Appearances May Be Deceiving
Contrary to popular belief, Michael Vick still can’t run with the big dogs. What, too soon? Well it’s true. He is completely overrated, and it is an absolute shame that Michael Vick had such a great game Sunday, because now Philly fans will expect outings like that all the time, and there is no way he keeps it up. Seriously, he just can’t do it.
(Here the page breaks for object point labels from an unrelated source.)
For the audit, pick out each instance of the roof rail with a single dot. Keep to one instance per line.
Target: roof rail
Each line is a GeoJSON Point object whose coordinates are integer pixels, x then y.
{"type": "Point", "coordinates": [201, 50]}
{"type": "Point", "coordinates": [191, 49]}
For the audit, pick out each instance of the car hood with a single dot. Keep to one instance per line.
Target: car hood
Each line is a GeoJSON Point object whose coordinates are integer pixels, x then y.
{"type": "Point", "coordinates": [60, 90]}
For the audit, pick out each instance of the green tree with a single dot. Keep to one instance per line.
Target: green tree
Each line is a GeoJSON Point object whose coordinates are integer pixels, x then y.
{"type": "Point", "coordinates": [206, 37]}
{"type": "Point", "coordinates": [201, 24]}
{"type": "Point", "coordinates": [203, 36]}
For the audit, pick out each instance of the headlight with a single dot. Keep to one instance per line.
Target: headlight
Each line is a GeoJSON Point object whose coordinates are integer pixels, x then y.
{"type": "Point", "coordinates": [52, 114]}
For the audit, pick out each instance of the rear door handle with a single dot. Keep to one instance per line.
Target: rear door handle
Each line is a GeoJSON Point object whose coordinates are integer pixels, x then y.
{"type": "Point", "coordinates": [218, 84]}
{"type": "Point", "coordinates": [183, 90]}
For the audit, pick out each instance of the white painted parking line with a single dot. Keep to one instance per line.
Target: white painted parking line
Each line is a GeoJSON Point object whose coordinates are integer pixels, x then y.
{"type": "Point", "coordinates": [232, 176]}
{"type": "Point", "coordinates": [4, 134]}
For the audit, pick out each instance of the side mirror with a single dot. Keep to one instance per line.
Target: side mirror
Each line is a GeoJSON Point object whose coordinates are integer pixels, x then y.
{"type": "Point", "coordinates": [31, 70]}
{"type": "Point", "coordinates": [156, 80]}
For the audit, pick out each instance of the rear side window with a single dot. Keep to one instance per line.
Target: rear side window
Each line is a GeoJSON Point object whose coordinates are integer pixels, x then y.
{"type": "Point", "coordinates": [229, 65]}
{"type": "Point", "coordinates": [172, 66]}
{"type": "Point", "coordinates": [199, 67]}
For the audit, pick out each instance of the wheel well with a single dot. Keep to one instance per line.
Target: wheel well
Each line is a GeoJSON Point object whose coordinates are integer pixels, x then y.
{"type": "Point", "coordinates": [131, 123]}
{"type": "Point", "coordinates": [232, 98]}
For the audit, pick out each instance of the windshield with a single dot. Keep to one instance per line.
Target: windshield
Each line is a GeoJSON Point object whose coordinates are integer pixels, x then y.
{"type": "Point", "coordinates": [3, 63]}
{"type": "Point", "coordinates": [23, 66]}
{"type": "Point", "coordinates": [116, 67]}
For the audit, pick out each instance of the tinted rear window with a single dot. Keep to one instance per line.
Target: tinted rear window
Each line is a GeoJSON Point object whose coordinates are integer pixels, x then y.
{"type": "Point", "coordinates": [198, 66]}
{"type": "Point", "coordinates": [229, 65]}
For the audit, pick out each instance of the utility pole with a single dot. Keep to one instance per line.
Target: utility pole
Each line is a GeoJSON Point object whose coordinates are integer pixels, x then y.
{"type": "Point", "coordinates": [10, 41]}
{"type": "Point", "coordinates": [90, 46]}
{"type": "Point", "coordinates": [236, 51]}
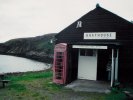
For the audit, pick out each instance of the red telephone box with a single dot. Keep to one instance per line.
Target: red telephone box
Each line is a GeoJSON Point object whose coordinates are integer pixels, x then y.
{"type": "Point", "coordinates": [60, 63]}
Last Sunday Vick threw for 284 yards, two touchdowns, and no interceptions. Projecting stats like those across the rest of the season Vick would have to throw for 3,976 yards and 28 touchdowns in the remaining 14 games. Those stats are completely implausible for Vick. Those numbers surpass his career bests (2,936 yards in 2002 and 20 passing touchdowns in 2006) by miles. Vick played a ridiculously great game… for Vick. But even that has to be put into context. Michael Vick was playing against the Detroit Lions. You know the same team that has only won two games in the last two seasons. So Vick’s numbers were somewhat inflated. It was one really good week playing a below average team that was getting his first start in years. While he is certainly a more than capable backup, he’s not the long term answer. Just like his Atlanta days, teams will figure him out, and when they do his numbers will come down to Earth… and Philly fans will eat him alive (a fitting punishment if I do say so myself).
You Can’t Teach An Old Dog Beater New Tricks
Expecting Michael Vick to behave is like expecting Kanye West to not be a jerk. It simply isn’t going to happen. Give Vick enough rope and he’s going to hang himself. How many second chances was he given in his Atlanta days before he ended up behind bars? Long before Vick’s dog fighting ring days he was making headlines for stupid actions which jeopardized his future with the team.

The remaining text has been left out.